Vinka showed the Weekly around her elaborate home in 1980.
Anita especially credits Vinka for her use and love of lace and other luxury cloth.
"A lot of designers are scared of lace or not very confident in the way to use it. I think we've always had a connection with the beautiful fabrics," explains Anita.
"If it was just a plain dress, it would be, like, that's boring."
"It needs something,"adds Vinka.
Vinka's exquisite handcrafted gowns and delicate tissue patterns have been preserved at Te Papa and museums throughout Aotearoa, with some even finding their wayinto private collections well off the beaten track.
"My friend did the cycle trail through Otago and there was a farmer who had a museum on his property," tells Anita.
"He had a whole Vinka Lucas collection that he had amassed over the years. These were beautiful evening gowns. It's kind of cool that they live on."

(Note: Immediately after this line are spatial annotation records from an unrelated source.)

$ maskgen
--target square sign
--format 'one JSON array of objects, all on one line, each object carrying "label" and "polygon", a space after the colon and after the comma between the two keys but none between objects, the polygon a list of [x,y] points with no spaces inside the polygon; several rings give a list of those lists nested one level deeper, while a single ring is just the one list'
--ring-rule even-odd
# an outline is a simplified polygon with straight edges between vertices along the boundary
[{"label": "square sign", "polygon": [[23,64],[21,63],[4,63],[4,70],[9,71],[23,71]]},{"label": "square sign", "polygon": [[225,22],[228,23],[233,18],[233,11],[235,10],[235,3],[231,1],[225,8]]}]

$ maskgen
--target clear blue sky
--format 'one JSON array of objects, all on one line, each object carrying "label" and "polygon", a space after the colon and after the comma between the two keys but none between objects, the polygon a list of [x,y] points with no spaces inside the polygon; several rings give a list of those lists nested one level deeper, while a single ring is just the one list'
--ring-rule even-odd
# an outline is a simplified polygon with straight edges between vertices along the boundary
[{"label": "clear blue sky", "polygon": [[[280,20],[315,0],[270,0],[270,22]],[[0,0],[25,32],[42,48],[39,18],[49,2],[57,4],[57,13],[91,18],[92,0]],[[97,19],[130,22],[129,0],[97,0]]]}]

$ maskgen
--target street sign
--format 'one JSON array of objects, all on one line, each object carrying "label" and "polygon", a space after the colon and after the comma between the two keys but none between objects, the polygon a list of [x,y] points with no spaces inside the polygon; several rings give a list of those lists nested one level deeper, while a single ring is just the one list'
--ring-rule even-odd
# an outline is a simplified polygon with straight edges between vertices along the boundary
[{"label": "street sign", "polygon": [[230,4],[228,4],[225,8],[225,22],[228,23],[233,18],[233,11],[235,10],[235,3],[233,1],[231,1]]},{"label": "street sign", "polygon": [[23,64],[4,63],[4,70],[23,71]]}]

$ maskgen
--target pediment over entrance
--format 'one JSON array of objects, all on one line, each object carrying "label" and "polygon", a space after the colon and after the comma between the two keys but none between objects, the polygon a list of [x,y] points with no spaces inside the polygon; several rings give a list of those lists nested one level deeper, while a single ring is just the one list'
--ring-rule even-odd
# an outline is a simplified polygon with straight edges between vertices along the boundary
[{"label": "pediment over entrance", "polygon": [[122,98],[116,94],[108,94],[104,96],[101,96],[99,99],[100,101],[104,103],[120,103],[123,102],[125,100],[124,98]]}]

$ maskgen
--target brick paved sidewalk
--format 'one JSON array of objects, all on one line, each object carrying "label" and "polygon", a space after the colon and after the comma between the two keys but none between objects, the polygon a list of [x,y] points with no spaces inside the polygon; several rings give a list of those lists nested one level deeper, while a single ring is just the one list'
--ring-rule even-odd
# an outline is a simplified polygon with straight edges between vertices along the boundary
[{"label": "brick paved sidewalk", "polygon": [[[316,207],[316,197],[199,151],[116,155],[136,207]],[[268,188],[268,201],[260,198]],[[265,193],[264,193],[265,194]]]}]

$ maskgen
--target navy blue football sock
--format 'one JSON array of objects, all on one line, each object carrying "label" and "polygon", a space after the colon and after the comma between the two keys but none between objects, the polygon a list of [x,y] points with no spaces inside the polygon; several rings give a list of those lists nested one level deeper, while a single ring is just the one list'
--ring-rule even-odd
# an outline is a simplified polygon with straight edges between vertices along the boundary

It's almost a decade since the fêted designer last unfurled a bolt of luxury fabric and fearlessly started cutting away with expert precision.
"She was on her way to work when she had the stroke. She'd still be working now if she hadn't had it," tells Anita. "Her eyesight started failing with macular degeneration and that was devastating for her because she couldn't do intricate hand-work. She's had to take a back seat, but she's just chuffed that I'm doing it."
Vinka was fearless and flamboyant with her designs.
Now living in an Auckland retirement village, Vinka's confined to a wheelchair, with her speech limited to a few words at a time.
But in spite of her physical restrictions, Anita says her trendsetting mother remains an ardent devotee to fashion.
"She's not been as vocal or outspoken as she might have been a few years back − for the past 10 years she's sat here quietly with the stroke − and because of that people think she's not the same, but she is inside.
"She will say if something's ridiculous but overall she's enjoying fashion for fashion. She will look over rubbish clothing with real disdain. She'll probably look through more to the cut, overall design and craftsmanship."
And while the iconic bridal house continues to run after nearly 60 years, Vinka's thrilled a third generation is part of the family business, with 23-year-old granddaughter Helena Turner taking a keen interest in modelling gowns.
"Neither of my daughters are in design, but the eldest is our muse and model," says Anita. "But the biggest joy for her [Vinka] is knowing that I've continued the work. She's just so happy that I'm keeping it going.
"It's never been about the money or fame for her; it's about a love of what we do."